Et voilà donc que j'ai découvert (grâce à un commentaire de Patrick Giroux) cet autre billet de M. Guité. Ho! Ça punch! On y trouve là plusieurs éléments de réponse à la plus-value.

Dans un autre ordre d'idée, la dernière phrase me fait frissonner:

Et peut-on encore accepter, socialement, de creuser l’écart qui sépare les riches des pauvres ?

C'est exactement ça qu'on fait (sans le savoir) présentement. On remarque que même les familles considérées comme moyennement pauvres (en tout cas ic en beauce il y en a beaucoup) s'organisent pour avoir un ordinateur branché sur le web à la maison.

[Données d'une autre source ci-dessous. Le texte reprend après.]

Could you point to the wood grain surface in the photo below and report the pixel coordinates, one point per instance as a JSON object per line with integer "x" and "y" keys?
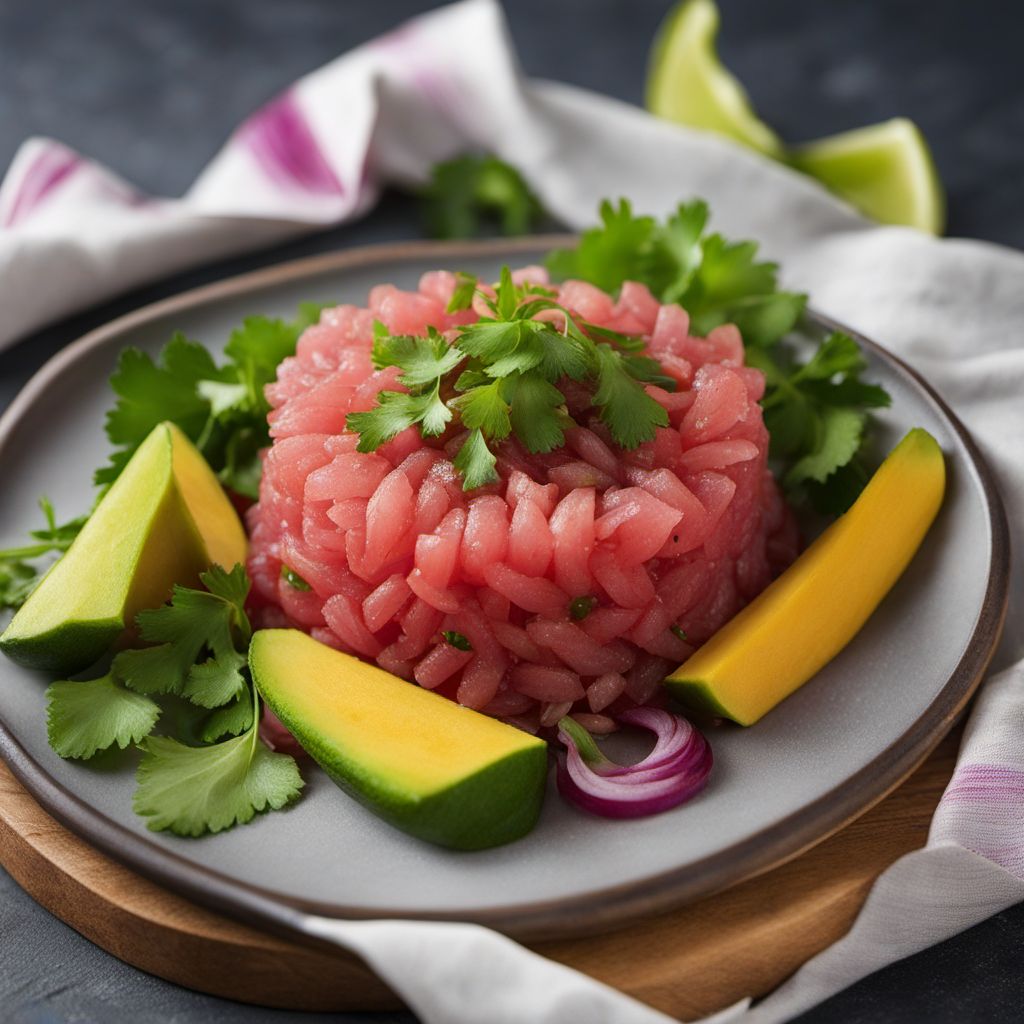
{"x": 688, "y": 963}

Il y a donc un pourcentage de jeunes (qui n'ont pas accès à la maison à ces technologies) qui ne peuvent toucher aux TIC qu'à l'école (et quelques fois chez leurs amis). Si l'école n'offre pas cet accès, on creuse encore et toujours l'écart entre ceux qui ont les moyens de payer et ceux qui ne les ont pas.

Pendant ce temps on nous dit qu'on doit patienter.